The NFTs were put up for sale for 0.1953 Ethereum using crypto or US dollars in October 2021 across three sales stages: Pre-sale for whitelisted Ethereum-paying collectors; public sale for US dollar paying collections; and public sale for Ethereum-paying collectors.
Vicinity Centres: Experiential activation
To coincide with the festive season, shopper centre owner, Vicinity Centres, gave consumers the opportunity to explore eight NFT artists in its Galeries Sydney location.
The artists were displayed via an ‘NFTree’, a sculpted Christmas tree onsite made of glass, Perspex and mirrors.

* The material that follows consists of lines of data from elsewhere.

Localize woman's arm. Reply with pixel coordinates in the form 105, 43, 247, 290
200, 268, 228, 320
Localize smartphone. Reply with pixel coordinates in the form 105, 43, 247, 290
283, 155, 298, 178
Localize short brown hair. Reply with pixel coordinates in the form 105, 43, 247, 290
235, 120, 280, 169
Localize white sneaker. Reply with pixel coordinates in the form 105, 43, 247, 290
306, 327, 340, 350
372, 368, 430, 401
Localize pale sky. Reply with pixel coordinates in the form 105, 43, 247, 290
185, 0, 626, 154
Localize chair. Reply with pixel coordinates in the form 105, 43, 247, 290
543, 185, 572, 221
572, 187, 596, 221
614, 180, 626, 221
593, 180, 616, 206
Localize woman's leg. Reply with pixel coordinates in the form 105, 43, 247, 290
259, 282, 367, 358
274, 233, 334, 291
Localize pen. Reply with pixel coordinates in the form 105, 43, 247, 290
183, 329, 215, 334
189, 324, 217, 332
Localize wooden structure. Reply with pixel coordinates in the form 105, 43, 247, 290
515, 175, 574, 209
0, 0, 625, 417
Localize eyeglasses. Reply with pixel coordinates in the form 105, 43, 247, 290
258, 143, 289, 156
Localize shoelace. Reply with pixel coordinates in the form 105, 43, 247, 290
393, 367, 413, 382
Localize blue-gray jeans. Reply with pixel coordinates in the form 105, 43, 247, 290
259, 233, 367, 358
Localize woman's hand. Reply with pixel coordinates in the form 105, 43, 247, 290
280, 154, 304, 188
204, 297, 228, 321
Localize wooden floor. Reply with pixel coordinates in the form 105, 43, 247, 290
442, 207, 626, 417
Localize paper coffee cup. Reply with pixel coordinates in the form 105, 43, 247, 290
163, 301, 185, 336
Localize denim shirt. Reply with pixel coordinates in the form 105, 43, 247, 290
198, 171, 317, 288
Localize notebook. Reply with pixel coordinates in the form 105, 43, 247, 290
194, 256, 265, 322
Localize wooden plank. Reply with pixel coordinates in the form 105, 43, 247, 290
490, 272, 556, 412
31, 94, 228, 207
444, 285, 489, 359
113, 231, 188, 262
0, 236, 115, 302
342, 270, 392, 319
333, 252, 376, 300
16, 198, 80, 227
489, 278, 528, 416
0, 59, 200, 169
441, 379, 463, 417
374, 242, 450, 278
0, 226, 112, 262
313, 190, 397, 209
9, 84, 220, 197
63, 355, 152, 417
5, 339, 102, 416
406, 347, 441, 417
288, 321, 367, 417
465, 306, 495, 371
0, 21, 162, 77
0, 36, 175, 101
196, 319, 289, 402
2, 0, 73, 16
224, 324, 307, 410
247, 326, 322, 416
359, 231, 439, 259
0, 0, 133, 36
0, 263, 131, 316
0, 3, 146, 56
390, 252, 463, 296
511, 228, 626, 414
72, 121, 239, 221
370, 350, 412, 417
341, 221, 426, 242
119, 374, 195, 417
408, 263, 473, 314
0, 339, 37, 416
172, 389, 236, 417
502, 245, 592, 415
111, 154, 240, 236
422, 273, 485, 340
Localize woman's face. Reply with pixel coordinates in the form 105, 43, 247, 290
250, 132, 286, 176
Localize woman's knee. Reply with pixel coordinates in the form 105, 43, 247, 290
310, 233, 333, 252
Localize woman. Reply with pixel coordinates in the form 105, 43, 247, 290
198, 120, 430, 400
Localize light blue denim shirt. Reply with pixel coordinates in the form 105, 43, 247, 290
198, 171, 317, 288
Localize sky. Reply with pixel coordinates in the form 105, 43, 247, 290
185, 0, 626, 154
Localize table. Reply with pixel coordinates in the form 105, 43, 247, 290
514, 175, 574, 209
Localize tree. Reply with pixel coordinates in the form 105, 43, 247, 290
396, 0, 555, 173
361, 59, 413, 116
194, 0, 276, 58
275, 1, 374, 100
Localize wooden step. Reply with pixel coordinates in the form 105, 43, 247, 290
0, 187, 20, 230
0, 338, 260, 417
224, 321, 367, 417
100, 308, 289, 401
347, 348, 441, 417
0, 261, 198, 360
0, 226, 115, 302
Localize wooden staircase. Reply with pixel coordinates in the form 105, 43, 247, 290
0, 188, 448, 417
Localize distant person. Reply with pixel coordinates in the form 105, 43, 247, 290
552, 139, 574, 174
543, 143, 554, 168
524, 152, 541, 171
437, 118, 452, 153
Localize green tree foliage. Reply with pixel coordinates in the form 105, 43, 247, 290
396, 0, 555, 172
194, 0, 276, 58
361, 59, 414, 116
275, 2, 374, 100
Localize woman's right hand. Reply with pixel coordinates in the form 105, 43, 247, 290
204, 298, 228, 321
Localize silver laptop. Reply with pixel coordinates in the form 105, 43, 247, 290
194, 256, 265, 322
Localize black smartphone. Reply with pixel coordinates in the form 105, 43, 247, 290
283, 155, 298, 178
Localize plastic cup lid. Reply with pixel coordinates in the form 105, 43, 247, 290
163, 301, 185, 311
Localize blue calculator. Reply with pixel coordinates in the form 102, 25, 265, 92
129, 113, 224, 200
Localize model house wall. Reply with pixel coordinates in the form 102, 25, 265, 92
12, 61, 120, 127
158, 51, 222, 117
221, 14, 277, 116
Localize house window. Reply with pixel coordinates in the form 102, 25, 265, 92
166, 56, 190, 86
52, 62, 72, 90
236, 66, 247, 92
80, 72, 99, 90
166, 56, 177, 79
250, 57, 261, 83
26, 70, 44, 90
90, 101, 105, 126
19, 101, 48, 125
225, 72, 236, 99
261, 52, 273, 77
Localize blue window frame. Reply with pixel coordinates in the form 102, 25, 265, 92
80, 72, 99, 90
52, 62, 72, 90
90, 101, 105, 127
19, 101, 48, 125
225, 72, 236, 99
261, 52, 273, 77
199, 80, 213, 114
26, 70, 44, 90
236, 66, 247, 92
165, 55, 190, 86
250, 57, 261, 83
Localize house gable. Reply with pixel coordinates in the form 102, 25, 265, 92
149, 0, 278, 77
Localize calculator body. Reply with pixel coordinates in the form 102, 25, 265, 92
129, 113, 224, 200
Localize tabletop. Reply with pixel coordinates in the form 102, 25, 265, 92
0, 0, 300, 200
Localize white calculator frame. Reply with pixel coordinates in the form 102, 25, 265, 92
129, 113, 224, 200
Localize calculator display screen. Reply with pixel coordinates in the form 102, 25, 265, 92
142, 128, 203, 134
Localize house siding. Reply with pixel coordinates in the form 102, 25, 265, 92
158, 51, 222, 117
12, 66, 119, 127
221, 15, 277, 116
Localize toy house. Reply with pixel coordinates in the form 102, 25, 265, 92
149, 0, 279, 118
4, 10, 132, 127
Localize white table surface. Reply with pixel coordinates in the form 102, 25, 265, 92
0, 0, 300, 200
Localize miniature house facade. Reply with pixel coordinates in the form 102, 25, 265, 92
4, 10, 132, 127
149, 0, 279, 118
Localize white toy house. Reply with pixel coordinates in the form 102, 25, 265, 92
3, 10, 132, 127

The eight artists featured were: Serwah Attafuah, Aldous Massie, Biance Beers, David Porte Beckefeld, James Jirat Patradoon, Jonathan Puc, Lucius (Sung Myeong) Ha and Rel Pham.
Bespoke signage was used in The Galeries to direct shoppers towards the exhibition and displayed QR codes which connected to each creator’s profile on Foundation and allowed consumers to purchase artwork. Each artist was also highlighted across social media channels and website.
‘NFT: Illuminated’ was the first step in a newly developed creative platform, ‘It’s An Art’, for The Galeries Artist in Residence program and tied into the wider Christmas campaign, ‘Where there is light’.